Clemens Schmale hat seinen persönlichen Handelsstil seit den 1990er Jahren an der Börse entwickelt.

Dieser gründet auf zwei Säulen: ein anderer Analyseansatz und andere Basiswerte. Mit anders ist vor allem die Kombination aus Global Makro, fundamentaler Analyse und Chartanalyse sowie Zukunftstrends gemeint. Während Fundamentaldaten und Makrotrends bestimmen, was konkret gehandelt wird, verlässt sich Schmale beim Timing auf die Chartanalyse. Er handelt alle Anlageklassen, wobei er sich größtenteils auf Werte konzentriert, die nicht „Mainstream“ sind. Diese Märkte sind weniger effizient als andere und ermöglichen so hohes Renditepotenzial. Sie sind damit allerdings auch spekulativer als hochliquide Märkte.
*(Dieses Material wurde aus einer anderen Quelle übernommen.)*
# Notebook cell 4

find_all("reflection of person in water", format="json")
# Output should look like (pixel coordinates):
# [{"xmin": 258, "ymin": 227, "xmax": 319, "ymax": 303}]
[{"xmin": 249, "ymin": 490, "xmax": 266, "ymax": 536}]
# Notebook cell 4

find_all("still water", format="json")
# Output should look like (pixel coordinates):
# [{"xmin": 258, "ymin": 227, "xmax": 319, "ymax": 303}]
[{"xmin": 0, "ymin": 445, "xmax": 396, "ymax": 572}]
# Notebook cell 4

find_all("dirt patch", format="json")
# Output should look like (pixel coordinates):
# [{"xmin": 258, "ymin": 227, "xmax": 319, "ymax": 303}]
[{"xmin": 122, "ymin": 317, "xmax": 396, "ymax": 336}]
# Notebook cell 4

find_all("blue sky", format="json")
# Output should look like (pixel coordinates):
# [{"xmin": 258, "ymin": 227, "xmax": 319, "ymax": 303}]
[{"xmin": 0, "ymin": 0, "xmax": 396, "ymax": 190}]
Die Haltedauer einzelner Positionen variiert nach Anlageklasse, beträgt jedoch meist mehrere Tage, oft auch Wochen oder Monate.

Rohstoffe, Währungen und Volatilität handelt er aktiv, in Aktien und Anleihen investiert er eher langfristig. Die Basiswerte werden direkt – auch über Futures – oder über CFDs gehandelt, in Ausnahmefällen über Optionen und Zertifikate.